The third dataset category, Simulated, is constructed from a set of emotionally neutral sentences enunciated by voice actors who infuse various emotions into their delivery. The employment of emotionally neutral sentences imbued with diverse emotional expressions serves dual purposes. Firstly, it prevents the acquisition of emotionally biased sentences being learned by machine learning models, thereby mitigating the risk of triggering responses based solely on, for instance, the identification of emotion-related keywords such as “angry” within a speech signal. Secondly, the repetition of identical sentences articulated with different emotions ensures that the classifier model remains impervious to the semantic content of the sentences, thereby facilitating the isolation of the shared direct current (dc) component in the convoluted signal field [1]. EMO-DB (German) [23], DES (Danish) [15], RAVDESS [28], TESS [41], and CREMA-D [42] are examples of this type of dataset.

To systematically select integrated datasets, we established our criteria set as follows: the primary criterion for dataset selection is language. Given the variation in how emotions are expressed through speech across different languages, we exclusively considered datasets in the English language. Subsequently, for result comparison, we opted for datasets associated with multiple models substantiated by published papers. Furthermore, given our focus on addressing the challenge of exposure to out-of-distribution data samples, we prioritized datasets characterized by a substantial volume of samples and a diverse spectrum of emotional expressions, encompassing not only positive or negative sentiments. Plus, we planned to utilize simulated-only and semi-natural datasets to address labeling challenges, variations in utterance size, and linguistic nuances related to emotional content. Therefore, from the list of open-sourced datasets in English, we chose three simulated English datasets, namely RAVDESS, TESS, and CREMA-D, plus the widely used semi-natural dataset IEMOCAP. Ultimately, we abstained from employing augmentation processes rooted in deep learning to maintain interpretability within our methodology. Instead, we exclusively leveraged the extant data samples to augment each dataset. This will facilitate subsequent extensions of our robustness evaluations to encompass more intricate scenarios, notably including assessments of robustness against adversarial attacks, which we will address in future works.

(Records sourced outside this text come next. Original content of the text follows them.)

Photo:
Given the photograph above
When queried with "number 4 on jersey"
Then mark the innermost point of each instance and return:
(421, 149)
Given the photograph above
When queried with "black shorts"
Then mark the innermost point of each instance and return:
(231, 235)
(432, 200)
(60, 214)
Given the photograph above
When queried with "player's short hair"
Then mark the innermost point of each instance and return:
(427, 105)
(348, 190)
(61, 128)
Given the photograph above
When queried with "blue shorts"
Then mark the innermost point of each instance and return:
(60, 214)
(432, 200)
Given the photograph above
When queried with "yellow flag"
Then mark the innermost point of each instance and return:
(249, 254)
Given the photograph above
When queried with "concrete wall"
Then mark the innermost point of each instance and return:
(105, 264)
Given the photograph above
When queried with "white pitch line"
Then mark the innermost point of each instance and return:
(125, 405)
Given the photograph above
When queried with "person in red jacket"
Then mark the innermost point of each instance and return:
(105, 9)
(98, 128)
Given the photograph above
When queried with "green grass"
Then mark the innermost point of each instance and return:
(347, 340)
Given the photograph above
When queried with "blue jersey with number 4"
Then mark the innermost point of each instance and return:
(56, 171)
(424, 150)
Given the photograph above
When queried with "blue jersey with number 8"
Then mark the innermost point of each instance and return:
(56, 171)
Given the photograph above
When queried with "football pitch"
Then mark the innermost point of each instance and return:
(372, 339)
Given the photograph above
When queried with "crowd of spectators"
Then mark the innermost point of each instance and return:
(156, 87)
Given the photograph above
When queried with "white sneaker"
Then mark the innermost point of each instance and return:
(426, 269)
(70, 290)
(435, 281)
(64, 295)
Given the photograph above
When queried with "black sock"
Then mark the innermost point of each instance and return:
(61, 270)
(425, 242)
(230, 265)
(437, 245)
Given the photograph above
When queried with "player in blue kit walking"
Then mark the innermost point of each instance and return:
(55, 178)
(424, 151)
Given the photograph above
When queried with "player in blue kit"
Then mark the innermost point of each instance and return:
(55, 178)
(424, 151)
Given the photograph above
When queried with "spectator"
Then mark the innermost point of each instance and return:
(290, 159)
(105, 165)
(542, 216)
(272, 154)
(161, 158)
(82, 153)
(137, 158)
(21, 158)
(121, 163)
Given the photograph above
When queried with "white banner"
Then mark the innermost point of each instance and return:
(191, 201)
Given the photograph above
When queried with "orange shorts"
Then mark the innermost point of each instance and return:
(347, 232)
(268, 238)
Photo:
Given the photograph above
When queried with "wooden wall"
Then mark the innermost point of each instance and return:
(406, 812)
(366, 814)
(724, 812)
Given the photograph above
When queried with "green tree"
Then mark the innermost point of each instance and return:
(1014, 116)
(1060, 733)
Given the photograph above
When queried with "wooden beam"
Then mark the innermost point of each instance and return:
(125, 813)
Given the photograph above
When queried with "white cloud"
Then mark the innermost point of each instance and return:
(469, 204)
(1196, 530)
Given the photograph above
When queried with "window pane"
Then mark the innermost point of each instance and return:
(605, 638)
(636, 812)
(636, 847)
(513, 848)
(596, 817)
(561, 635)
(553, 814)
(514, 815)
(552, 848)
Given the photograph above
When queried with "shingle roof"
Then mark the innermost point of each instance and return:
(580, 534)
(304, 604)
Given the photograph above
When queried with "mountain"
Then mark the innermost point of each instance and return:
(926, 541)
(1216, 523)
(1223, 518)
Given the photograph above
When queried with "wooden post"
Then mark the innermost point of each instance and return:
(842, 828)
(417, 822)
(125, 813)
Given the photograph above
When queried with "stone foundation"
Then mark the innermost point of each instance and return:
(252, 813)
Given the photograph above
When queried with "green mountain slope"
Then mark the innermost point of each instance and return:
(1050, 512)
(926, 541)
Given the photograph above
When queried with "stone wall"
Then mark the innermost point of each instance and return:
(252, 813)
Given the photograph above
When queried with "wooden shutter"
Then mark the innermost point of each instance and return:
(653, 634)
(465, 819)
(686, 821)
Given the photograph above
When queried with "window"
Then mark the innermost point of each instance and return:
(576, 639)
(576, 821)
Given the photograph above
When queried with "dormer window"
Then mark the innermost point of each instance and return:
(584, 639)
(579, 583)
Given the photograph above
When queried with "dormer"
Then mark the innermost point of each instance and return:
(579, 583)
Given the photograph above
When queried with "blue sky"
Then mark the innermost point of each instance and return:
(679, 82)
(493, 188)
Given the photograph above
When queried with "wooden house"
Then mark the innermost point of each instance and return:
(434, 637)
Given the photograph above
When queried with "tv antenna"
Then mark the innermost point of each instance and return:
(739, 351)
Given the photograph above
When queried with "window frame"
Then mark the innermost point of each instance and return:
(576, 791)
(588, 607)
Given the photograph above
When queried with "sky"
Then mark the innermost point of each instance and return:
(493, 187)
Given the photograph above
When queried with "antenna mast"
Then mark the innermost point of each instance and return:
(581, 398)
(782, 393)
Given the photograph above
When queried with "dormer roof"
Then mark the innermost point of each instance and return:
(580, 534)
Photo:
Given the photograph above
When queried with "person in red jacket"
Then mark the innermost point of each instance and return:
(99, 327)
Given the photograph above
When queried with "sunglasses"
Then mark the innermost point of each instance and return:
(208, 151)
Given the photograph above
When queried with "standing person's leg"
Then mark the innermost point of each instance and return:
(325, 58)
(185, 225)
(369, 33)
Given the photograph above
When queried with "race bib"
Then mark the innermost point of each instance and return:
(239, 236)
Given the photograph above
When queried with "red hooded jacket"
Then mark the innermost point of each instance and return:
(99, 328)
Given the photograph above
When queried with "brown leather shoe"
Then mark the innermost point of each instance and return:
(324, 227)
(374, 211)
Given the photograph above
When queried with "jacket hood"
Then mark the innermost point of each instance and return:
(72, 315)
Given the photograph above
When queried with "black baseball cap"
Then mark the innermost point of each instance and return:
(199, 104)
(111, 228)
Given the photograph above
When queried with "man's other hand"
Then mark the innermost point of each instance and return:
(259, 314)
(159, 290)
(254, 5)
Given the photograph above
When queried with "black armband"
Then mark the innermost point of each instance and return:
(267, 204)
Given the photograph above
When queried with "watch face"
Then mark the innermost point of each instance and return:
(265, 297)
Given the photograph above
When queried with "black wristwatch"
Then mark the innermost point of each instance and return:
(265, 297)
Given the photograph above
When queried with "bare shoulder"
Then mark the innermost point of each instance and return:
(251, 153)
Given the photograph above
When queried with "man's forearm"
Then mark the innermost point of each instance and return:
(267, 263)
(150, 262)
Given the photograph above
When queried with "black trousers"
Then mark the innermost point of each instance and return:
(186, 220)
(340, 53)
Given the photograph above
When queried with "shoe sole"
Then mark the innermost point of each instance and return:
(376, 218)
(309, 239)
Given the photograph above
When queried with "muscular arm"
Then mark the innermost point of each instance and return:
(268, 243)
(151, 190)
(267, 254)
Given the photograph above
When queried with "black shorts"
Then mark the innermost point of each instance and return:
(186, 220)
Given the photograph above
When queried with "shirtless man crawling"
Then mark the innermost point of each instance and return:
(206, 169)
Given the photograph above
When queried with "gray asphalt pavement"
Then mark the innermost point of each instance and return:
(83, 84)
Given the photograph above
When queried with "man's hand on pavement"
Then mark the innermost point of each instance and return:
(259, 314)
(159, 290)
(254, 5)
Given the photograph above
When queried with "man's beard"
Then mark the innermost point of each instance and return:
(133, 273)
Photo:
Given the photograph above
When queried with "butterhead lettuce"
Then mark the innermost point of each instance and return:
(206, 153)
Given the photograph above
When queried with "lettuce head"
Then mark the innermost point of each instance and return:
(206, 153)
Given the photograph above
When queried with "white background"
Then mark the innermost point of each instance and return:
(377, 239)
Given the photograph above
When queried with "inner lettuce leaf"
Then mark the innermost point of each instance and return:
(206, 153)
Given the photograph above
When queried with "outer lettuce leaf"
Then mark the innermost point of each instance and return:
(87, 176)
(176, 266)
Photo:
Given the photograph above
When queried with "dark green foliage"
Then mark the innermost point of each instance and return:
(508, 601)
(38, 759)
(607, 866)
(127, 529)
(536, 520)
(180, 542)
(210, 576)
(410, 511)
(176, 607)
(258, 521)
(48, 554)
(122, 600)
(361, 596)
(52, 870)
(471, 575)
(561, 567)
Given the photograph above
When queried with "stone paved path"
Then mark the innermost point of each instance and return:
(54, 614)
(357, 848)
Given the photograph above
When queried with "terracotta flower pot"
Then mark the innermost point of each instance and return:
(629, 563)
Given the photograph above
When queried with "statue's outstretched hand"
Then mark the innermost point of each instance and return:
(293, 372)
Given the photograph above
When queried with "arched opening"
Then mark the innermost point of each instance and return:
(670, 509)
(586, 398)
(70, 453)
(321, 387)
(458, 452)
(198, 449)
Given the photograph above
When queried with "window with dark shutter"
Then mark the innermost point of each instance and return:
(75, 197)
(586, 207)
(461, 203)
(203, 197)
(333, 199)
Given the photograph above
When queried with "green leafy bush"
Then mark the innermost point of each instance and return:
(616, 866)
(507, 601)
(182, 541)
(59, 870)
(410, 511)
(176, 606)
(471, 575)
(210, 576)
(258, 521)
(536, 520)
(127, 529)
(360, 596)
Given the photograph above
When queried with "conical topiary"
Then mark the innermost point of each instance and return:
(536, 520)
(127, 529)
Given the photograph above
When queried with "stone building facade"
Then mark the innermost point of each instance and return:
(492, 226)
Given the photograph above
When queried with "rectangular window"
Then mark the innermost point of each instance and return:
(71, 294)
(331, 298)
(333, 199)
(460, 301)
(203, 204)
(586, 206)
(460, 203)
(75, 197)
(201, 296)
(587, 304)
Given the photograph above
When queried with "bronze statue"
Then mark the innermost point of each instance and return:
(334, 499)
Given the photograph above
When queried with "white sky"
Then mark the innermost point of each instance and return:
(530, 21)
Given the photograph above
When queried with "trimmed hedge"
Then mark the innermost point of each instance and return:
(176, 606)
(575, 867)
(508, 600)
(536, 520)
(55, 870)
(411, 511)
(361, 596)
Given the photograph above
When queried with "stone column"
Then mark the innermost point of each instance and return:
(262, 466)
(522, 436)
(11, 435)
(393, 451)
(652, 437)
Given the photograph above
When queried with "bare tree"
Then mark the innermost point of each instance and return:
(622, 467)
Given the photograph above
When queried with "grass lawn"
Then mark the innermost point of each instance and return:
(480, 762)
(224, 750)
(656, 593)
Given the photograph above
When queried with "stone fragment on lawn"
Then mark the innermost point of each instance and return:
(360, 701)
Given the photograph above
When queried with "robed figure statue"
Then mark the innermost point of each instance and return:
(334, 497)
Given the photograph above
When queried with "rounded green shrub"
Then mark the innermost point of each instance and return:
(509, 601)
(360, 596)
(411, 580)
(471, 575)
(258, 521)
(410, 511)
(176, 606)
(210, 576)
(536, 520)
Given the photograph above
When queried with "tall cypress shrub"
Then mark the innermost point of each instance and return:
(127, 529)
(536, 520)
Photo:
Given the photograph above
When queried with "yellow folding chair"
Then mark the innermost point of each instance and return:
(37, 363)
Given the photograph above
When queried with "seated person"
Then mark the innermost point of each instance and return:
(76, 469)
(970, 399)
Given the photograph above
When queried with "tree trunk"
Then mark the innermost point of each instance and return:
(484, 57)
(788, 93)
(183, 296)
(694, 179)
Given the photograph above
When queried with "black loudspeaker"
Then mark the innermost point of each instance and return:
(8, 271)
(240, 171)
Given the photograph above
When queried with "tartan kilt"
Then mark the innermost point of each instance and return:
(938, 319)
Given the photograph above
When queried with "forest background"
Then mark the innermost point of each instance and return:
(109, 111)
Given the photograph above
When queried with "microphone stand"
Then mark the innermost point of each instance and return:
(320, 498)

From the selected databases, which feature a variety of emotions, we found that four emotions, Happiness, Anger, Sadness, and Neutral, are present in all of them. We decided to use these samples for our project. In Table 1, we present a summary of each dataset. Since we aim to investigate the performance of models with respect to bias against the speaker’s gender, the presented statistics are divided based on two groups of speakers, male and female.

Table 1. Number of samples per emotion (Happy, Neutral, Sad, Angry) generated by female and male speakers for each dataset. The total number of samples per dataset is the sum of the values in each row (e.g., RAVDESS has a total of 672 samples).

4.2. Building the Super Corpora

To construct our experimental corpus, we utilized a selection of databases, each comprising PCM (Pulse Code Modulation)-encoded WAV files. However, the encoding formats, sample rates, and other audio characteristics varied significantly across the databases. For instance, the CREMA-D database had a sample rate of 16 kHz, while others used 48 kHz. Additionally, two databases were recorded in stereo, while the remaining two were mono. We resampled the audio files to 16-bit, 16 kHz, and mono signals to ensure uniformity across all datasets.

Upon reviewing file sizes and utterance durations, we observed that several utterances in the IEMOCAP database were shorter than one second. These short samples presented challenges even for human listeners in reliably identifying emotions. Consequently, we excluded all samples with less than one-second durations from our dataset.

Further analysis of the files revealed significant statistical differences across the datasets, including variations in average mean, DC component (Mean Signal Offset), peak amplitude, amplitude range, Signal-to-Noise Ratio (SNR), voicing characteristics such as Zero-Crossing Rate (ZCR), and prosodic features. Notably, voicing and prosodic features are closely linked to the emotional content of speech signals.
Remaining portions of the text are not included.